Лида очень волновалась, когда ее пригласили на день рождения 7 января 1940 года к матери Ивана Нине Константиновне Бальмонт-Бруни: она прекрасно знала стихи Бальмонта и работы Бруни и с огромным волнением шла в их дом.
Дом находился на Большой Полянке, Иван встретил ее на остановке трамвая, и они поднялись по лестнице на пятый этаж высокого серого дома, в большую коммунальную квартиру, где огромная семья художника занимала две небольшие комнаты. В тот вечер Дмитрий Журавлев декламировал отрывки из «Пиковой дамы», красивый, молодой Арсений Тарковский читал свои переводы, играла на рояле Мария Вениаминовна Юдина, среди других ей запомнился Александр Габричевский, похожий на английского джентльмена.
«В этом доме было много всего: детей и бабушек, картин и книг, стихов и музыки, гостеприимства и бескорыстия. Мало было жилплощади и денег. И совсем не было мещанства. Здесь никогда не разговаривали о нарядах и домашних работницах, не рядили о московских сплетнях — ими просто не интересовались. Зато, если узнавали, что где-то беда, кидались туда — не затем, чтобы выразить сочувствие, а для того, чтобы помочь. Здесь с благодарностью принимали радость и мужественно встречали горе.

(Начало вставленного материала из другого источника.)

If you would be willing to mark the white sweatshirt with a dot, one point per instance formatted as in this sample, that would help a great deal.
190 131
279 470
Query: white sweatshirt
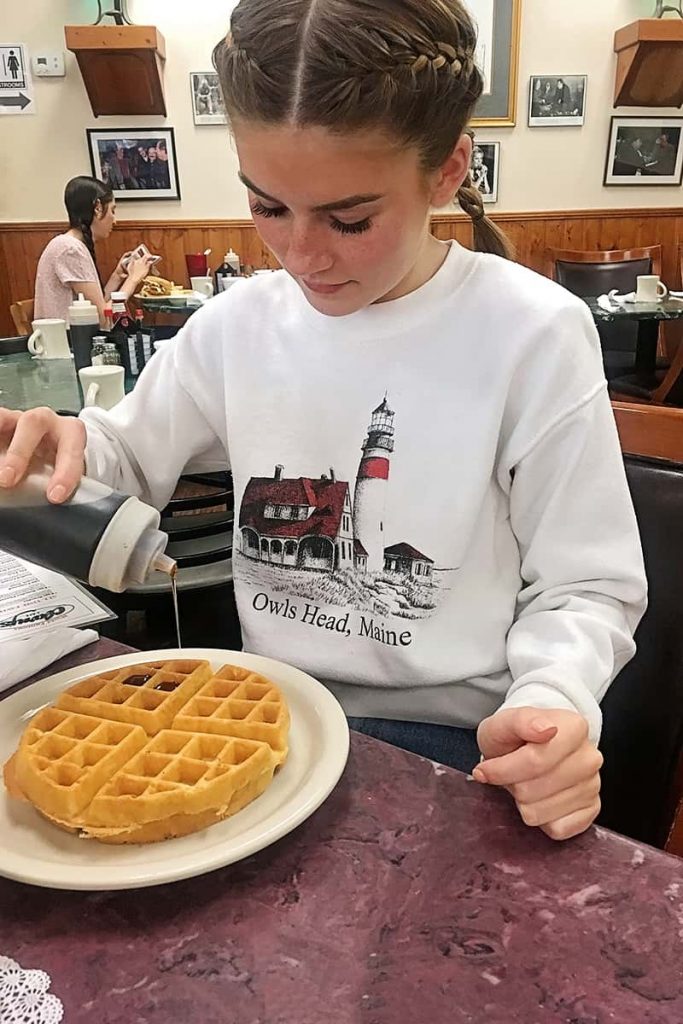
431 509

Здесь не боялись никакой работы: чисто вымытый пол или до блеска протертое окно вызывали такое же горячее одобрение, как прозрачные и мечтательные акварели, созданные руками хозяина дома.
Я наслаждалась дружественной и легкой атмосферой, царившей в этой семье, многому у них училась и мечтала, что когда-нибудь и у меня будет такая большая и дружная семья.
Чем ближе я узнавала Нину Константиновну, тем больше восхищалась ею и удивлялась, как смогла она пронести незыблемые устои семейной жизни, умение устраивать праздники не только для многочисленных родных, но для столь же многочисленных друзей пронести через все трудности быта (семья Бруни так и прожила до смерти Льва Александровича в двух тесных комнатах в огромной коммуналке), материальные трудности и исторические катаклизмы».
Бесспорно, что Лидия Толстая нашла здесь прообраз своего будущего Дома. Много детей. Взрослые и дети вместе за одним столом. Общие праздники. Гости. Искусство и литература — все под одной крышей.